One or more text columns form the full-text part of the index. The text is passed through an analyzer pipeline that converts the text to words, applies morphology transformations etc. Full-text fields can only be used in MATCH() clause and cannot be used for sorting or aggregation. Words are stored in an inverted index along with references to the fields they belong and positions in the field. This allows to search a word inside each field and to use advanced operators like proximity. By default the original text of the fields is indexed and stored. Prior to 3.3.0, texts could only be indexed. It’s possible to choose to not store the original texts to lower index size and result set size.
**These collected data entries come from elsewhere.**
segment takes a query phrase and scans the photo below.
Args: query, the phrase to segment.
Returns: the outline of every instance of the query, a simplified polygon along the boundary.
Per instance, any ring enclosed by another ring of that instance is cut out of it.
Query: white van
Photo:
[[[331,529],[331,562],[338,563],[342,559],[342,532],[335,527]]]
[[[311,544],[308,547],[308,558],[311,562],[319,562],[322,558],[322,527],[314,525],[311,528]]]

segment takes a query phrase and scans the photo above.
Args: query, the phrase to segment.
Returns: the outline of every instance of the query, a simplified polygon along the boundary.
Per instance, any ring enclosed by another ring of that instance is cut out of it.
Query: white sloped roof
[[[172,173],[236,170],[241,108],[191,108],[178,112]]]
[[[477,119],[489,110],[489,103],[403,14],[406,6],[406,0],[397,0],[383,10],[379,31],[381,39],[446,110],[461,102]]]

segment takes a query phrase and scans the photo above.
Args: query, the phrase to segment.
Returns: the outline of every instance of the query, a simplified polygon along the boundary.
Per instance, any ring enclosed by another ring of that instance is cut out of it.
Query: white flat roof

Starting with version 3.3.2 it’s also possible to only store texts and not index them. A stored-only column text can’t be used in full-text filtering, but is returned in results. Compared to string attributes, a stored-only text is retrieved only for the documents that are sent back in the result set. This makes them more suitable than string attributes for big texts or strings that require only to be present in the result set, but not used in any operation, since unlike string attributes stored fields don’t consume memory.
Unlike full-text fields, the string attributes are stored as they are received and cannot be used in full-text searches. Instead they are returned in results, they can be used in WHERE clause for literal comparison or REGEX filtering and they can be used for sorting and aggregation. In general it’s recommended to not store large texts in string attributes, but use string attributes for metadata like names, titles, tags, keys. String attributes are stored in the blob component, along with MVAs and JSON attributes, for which it can be set how to be loaded in memory (see Index files).
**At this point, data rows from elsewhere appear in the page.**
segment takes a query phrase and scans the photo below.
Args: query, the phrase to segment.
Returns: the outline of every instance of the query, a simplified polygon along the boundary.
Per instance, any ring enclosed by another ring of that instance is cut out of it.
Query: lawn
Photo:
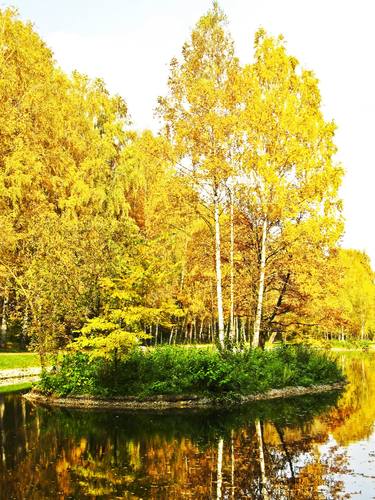
[[[0,353],[0,370],[40,366],[39,355],[34,352]]]
[[[0,386],[0,394],[6,394],[7,392],[25,391],[26,389],[31,389],[31,382],[22,382],[21,384],[4,385]]]

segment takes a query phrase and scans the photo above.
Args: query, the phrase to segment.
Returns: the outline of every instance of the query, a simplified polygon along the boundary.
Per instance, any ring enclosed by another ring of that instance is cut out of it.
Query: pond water
[[[104,412],[0,394],[0,498],[375,498],[375,354],[342,393],[232,410]]]

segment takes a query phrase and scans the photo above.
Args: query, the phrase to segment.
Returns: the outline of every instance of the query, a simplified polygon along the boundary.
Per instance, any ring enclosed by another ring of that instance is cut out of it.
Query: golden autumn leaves
[[[106,324],[124,345],[357,334],[322,319],[342,169],[317,80],[281,38],[259,30],[242,66],[215,3],[171,63],[154,137],[12,11],[0,22],[2,341],[13,326],[43,353]]]

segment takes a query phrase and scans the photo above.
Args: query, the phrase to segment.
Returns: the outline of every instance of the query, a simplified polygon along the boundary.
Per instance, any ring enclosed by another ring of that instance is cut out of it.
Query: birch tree
[[[219,341],[224,346],[220,212],[225,182],[231,174],[228,147],[233,133],[233,90],[238,71],[233,42],[224,29],[225,16],[215,2],[201,17],[171,62],[168,95],[159,98],[159,114],[182,170],[198,190],[201,201],[213,207],[216,299]]]
[[[241,209],[253,223],[258,286],[253,347],[261,343],[267,266],[291,248],[284,235],[303,234],[311,225],[316,243],[332,245],[339,236],[337,190],[342,169],[332,156],[335,125],[320,110],[318,82],[286,52],[281,37],[255,36],[255,62],[243,70],[241,126]],[[283,241],[284,240],[284,241]],[[284,246],[286,244],[286,247]],[[272,251],[269,249],[272,246]]]

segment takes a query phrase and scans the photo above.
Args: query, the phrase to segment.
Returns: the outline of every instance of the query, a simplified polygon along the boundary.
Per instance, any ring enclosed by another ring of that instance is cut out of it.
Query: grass
[[[8,392],[17,392],[30,389],[32,387],[32,382],[22,382],[21,384],[4,385],[0,386],[0,394],[6,394]]]
[[[40,366],[39,355],[33,352],[0,353],[0,370]]]
[[[242,352],[160,346],[135,350],[116,364],[83,353],[66,355],[38,385],[44,394],[155,396],[197,394],[218,399],[343,379],[324,353],[303,346]]]
[[[349,340],[329,340],[331,349],[343,350],[371,350],[375,348],[375,342],[371,340],[349,339]]]

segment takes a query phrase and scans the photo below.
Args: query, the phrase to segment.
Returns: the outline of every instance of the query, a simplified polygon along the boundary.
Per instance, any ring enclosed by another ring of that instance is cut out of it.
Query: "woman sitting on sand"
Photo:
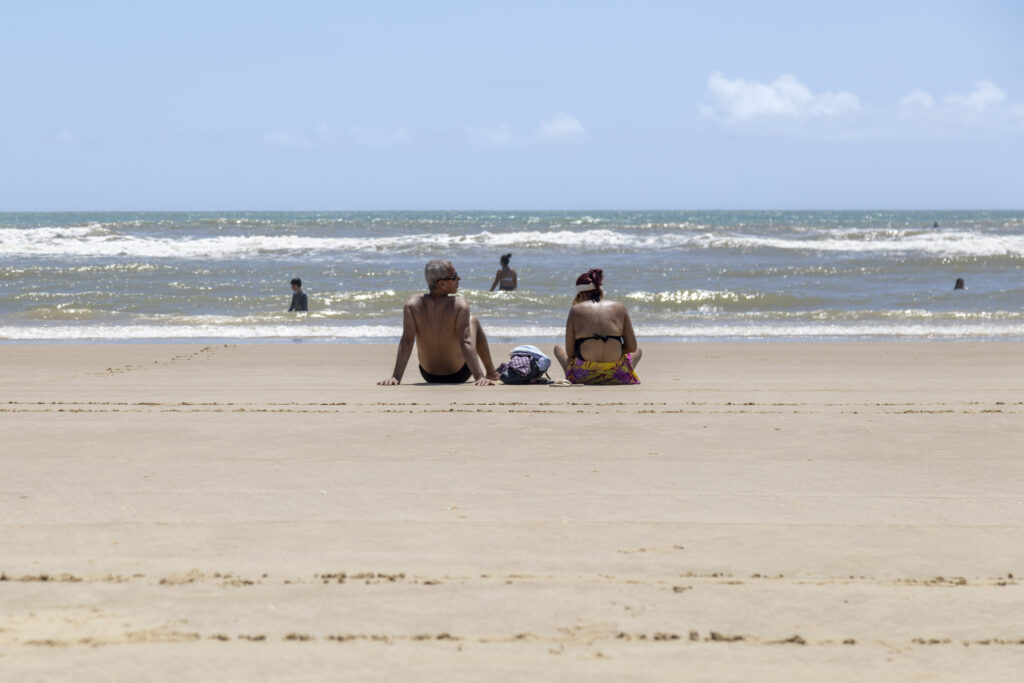
[[[636,346],[629,311],[617,301],[602,300],[603,281],[600,268],[576,278],[576,298],[565,322],[565,346],[555,347],[555,358],[573,384],[640,384],[633,368],[642,352]]]

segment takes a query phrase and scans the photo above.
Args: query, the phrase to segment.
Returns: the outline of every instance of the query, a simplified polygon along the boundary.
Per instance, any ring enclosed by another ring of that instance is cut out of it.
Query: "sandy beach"
[[[393,362],[0,348],[0,679],[1021,680],[1019,344]]]

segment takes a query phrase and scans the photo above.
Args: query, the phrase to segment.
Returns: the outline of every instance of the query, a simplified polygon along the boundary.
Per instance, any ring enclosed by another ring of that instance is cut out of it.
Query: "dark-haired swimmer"
[[[555,358],[573,384],[640,384],[634,368],[643,352],[637,348],[629,311],[604,299],[603,281],[599,268],[576,279],[565,346],[555,347]]]
[[[472,377],[478,386],[494,384],[498,373],[491,361],[487,335],[469,302],[452,296],[459,289],[459,274],[448,261],[431,261],[424,270],[430,291],[405,302],[402,339],[391,376],[377,384],[402,382],[405,366],[416,346],[420,374],[434,384],[461,384]]]
[[[508,262],[512,259],[512,253],[501,255],[501,269],[494,274],[494,282],[491,283],[491,291],[498,285],[501,285],[501,291],[512,292],[519,287],[519,275],[516,271],[508,267]]]
[[[309,310],[309,298],[306,293],[302,291],[302,280],[299,278],[292,278],[292,305],[288,307],[288,312],[292,311],[308,311]]]

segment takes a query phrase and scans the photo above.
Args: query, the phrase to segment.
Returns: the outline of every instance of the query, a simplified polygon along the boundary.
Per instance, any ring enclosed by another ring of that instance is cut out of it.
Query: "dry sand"
[[[1022,350],[3,346],[0,680],[1020,681]]]

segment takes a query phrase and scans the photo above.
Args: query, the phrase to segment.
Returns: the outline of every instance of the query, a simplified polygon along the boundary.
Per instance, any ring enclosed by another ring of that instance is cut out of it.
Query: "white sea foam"
[[[679,289],[670,292],[629,292],[623,296],[631,301],[644,303],[683,304],[698,301],[754,301],[763,299],[761,292],[729,292],[710,289]]]
[[[289,337],[383,339],[402,334],[400,325],[69,325],[0,327],[0,339],[46,340],[137,340],[137,339],[284,339]]]
[[[381,237],[223,235],[167,238],[120,233],[100,225],[0,229],[0,254],[36,256],[194,259],[247,258],[267,254],[450,252],[459,249],[492,248],[568,248],[630,252],[678,248],[778,249],[807,252],[918,253],[939,257],[1024,257],[1024,235],[993,235],[969,231],[845,230],[795,238],[694,230],[637,233],[599,228],[511,232],[485,230],[462,235],[420,233]]]
[[[819,239],[786,239],[777,237],[716,237],[709,247],[752,249],[784,249],[795,251],[826,251],[854,253],[918,253],[939,257],[958,256],[1024,256],[1024,236],[991,235],[975,232],[934,232],[899,234],[864,239],[850,233]]]
[[[488,231],[392,235],[384,237],[310,237],[299,235],[225,235],[203,238],[140,237],[115,234],[103,228],[0,229],[0,253],[32,256],[143,258],[226,258],[265,254],[346,252],[418,252],[460,248],[571,247],[632,248],[681,246],[684,235],[638,238],[614,230]]]
[[[973,322],[941,323],[737,323],[706,325],[639,325],[637,337],[644,339],[1024,339],[1024,325]],[[288,338],[336,339],[340,341],[391,341],[402,333],[399,325],[39,325],[0,326],[0,340],[6,341],[117,341],[146,339],[239,339],[275,340]],[[546,325],[493,325],[487,328],[495,340],[560,340],[565,329]]]

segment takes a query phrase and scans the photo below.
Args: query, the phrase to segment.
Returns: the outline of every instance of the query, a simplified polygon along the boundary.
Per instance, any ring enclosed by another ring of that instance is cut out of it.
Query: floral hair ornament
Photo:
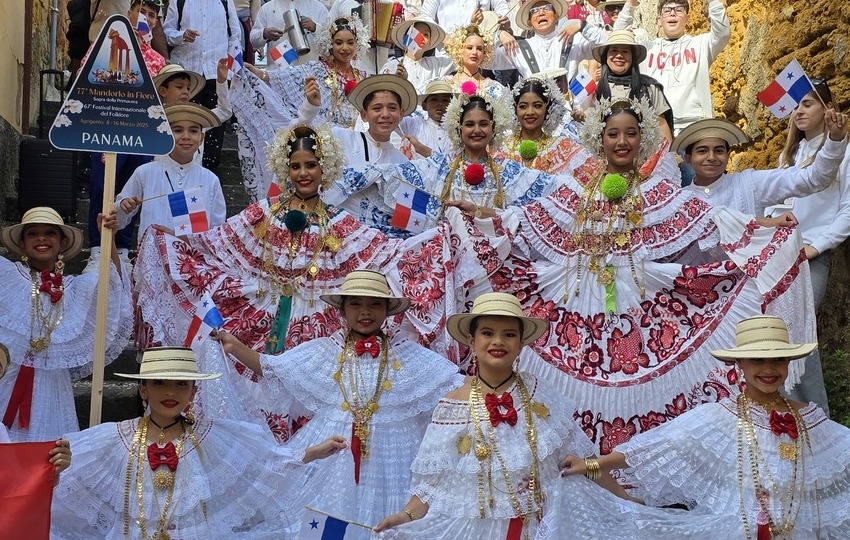
[[[516,128],[516,115],[513,107],[507,103],[503,96],[493,97],[488,93],[478,94],[485,102],[485,108],[493,119],[493,140],[490,141],[491,148],[501,148],[505,137]],[[449,135],[449,139],[455,148],[463,147],[460,139],[460,123],[464,109],[469,105],[472,96],[461,93],[452,98],[446,113],[443,115],[443,129]]]
[[[493,37],[483,32],[476,24],[455,28],[448,35],[443,44],[449,58],[454,60],[459,68],[463,67],[463,48],[469,36],[478,36],[484,41],[484,58],[481,59],[481,64],[486,65],[493,58]]]
[[[363,58],[363,55],[369,50],[369,32],[363,26],[363,22],[356,13],[352,13],[348,17],[340,17],[336,20],[328,20],[325,24],[319,26],[314,34],[313,41],[316,50],[320,51],[319,55],[326,62],[333,62],[334,57],[331,50],[333,49],[334,36],[340,30],[348,30],[354,34],[354,39],[357,42],[357,49],[354,52],[354,58]]]
[[[345,154],[336,136],[326,125],[316,127],[307,124],[297,124],[289,129],[281,129],[275,133],[272,143],[266,147],[269,168],[277,176],[283,197],[292,195],[289,183],[289,157],[292,145],[296,140],[311,139],[312,150],[322,168],[322,188],[327,188],[333,181],[342,176],[345,166]]]
[[[605,131],[605,122],[618,110],[631,110],[637,114],[638,126],[640,128],[640,151],[638,163],[643,164],[658,149],[662,140],[661,127],[658,125],[657,115],[647,98],[620,100],[612,102],[608,98],[602,98],[593,107],[587,110],[584,125],[579,130],[579,136],[584,146],[596,157],[605,160],[605,152],[602,148],[602,133]]]
[[[484,181],[484,166],[480,163],[470,163],[463,171],[463,179],[470,186],[477,186]]]
[[[513,95],[515,103],[519,101],[520,96],[524,93],[536,93],[534,90],[526,90],[526,92],[523,92],[523,88],[527,88],[529,83],[532,82],[536,82],[543,87],[543,97],[547,101],[546,120],[543,121],[543,132],[547,135],[551,135],[555,133],[559,127],[561,127],[564,115],[567,114],[567,110],[569,108],[567,100],[564,98],[564,93],[558,88],[554,79],[551,77],[532,75],[531,77],[527,77],[514,85],[511,90],[511,94]],[[516,108],[514,109],[516,110]],[[534,157],[536,157],[536,154],[531,158],[523,156],[523,159],[534,159]]]
[[[478,85],[475,81],[466,81],[460,85],[460,91],[467,96],[474,96],[478,93]]]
Integer type allows 32 bit unsigned integer values. Integers can be stored in shorter sizes than 32 bit by specifying a bit count. For example if we want to store a numeric value which we know is not going to be bigger than 8, the integer can be defined as
sql_attr_uint = myattr:3
Bitcount integers perform slowly than the full size ones, but they require less RAM. The bitcount integers are saved in 32-bit chunks, to save space they should be grouped at the end of attributes definitions (otherwise a bitcount integer between 2 full-size integers will occupy 32 bits as well).
Big integers are 64-bit wide signed integers.
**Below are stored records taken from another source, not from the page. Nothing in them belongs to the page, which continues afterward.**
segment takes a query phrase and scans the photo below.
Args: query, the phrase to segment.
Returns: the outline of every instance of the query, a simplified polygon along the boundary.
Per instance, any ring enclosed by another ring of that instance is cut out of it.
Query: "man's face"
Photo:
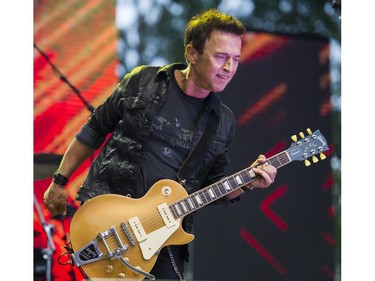
[[[223,91],[237,71],[240,55],[240,36],[213,31],[204,45],[203,54],[195,51],[190,60],[194,83],[202,90]]]

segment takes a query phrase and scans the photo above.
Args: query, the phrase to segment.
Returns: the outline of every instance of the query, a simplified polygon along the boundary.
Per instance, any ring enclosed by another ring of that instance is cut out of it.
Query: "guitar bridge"
[[[117,242],[118,247],[113,251],[111,251],[106,241],[106,239],[109,237],[114,237]],[[100,242],[103,243],[104,247],[106,248],[106,254],[99,249],[98,245]],[[77,266],[82,266],[102,259],[113,260],[115,258],[119,258],[128,248],[128,245],[123,245],[116,228],[111,226],[107,231],[99,232],[94,240],[90,241],[81,247],[81,249],[72,254],[71,259]]]

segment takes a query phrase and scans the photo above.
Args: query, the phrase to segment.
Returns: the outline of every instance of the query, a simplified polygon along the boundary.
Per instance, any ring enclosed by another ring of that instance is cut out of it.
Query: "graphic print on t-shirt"
[[[173,119],[173,118],[172,118]],[[160,155],[176,160],[174,151],[184,151],[188,153],[193,139],[193,130],[186,129],[181,125],[180,120],[174,117],[174,120],[167,120],[163,116],[158,116],[154,119],[151,127],[151,139],[156,143],[161,144]]]

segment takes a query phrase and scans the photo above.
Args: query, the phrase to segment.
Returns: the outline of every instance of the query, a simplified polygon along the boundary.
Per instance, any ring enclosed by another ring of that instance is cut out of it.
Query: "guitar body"
[[[182,229],[182,218],[175,219],[165,208],[186,196],[180,184],[165,179],[140,199],[115,194],[90,199],[71,222],[73,261],[91,279],[144,279],[122,260],[150,272],[161,248],[191,242],[194,236]]]

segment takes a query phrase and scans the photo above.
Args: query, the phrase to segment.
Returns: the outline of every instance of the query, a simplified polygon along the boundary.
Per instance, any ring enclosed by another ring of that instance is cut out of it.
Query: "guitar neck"
[[[266,161],[276,169],[292,162],[287,150],[268,158]],[[170,204],[169,207],[174,217],[178,219],[195,212],[256,179],[257,175],[253,172],[253,168],[248,167]]]

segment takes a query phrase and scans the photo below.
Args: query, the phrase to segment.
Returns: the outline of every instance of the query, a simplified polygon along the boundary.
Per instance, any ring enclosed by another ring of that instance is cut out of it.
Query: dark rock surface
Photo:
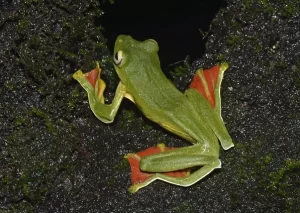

Timestamp allows to represent a unix timestamp which is stored as a 32-bit integer. For timestamps a family of date and time functions are available.
Real numbers can be stored as 32-bit IEEE 754 single precision floats. Unlike integer types, equal comparison of floats is forbidden due to rounding errors. A near equal can be used instead, by checking the absolute error margin:
SELECT ABS(a-b) <= 0.00001
where 0.00001 is a chosen accepted tolerance.
Another alternative, which can also be used to perform
IN(attr,val1,val2,val3) is to compare floats as integers by choosing a multiplier factor and convert the floats to integers in operations.
SELECT IN(attr,2.0,2.5,3.5) ...
can be made as
SELECT IN(CEIL(attr*100),200,250,350) ....
Allows storing JSON objects for schema-less data. JSON properties can be used in most operations and special functions like ALL(), ANY(), GREATEST(), LEAST() and INDEXOF() allow traversal of property arrays.
Text properties are treated same as strings so it’s not possible to use them in full-text matches expressions, but string functions like REGEX can be used.
In case of JSON properties, enforcing data type is required to be casted in some situations for proper functionality. For example in case of float values DOUBLE() must be used for proper sorting:
SELECT * FROM myindex ORDER BY DOUBLE (myjson.myfloat) DESC
JSON objects as well as their properties can be tested against NULL with IS (NOT) NULL operator.
JSON attributes are stored in the blob component along with string and MVA attributes (see Index files).
It’s a special type that allows storing variable-length lists of 32-bit unsigned integers. It can be used to store one-to-many numeric values like tags, product categories, properties. It supports filtering and aggregation, but not sorting. Filtering can made of condition that requires at least one element to pass (using ANY()) or all (using ALL()). Information like least or greatest element and length of the list can be extracted.
MVA attributes are stored in the blob component along with string and JSON attributes (see Index files).
Multi-value big integer¶
It’s a special type that allows storing variable-length lists of 64-bit signed integers. It has the same functionality as multi-value integer.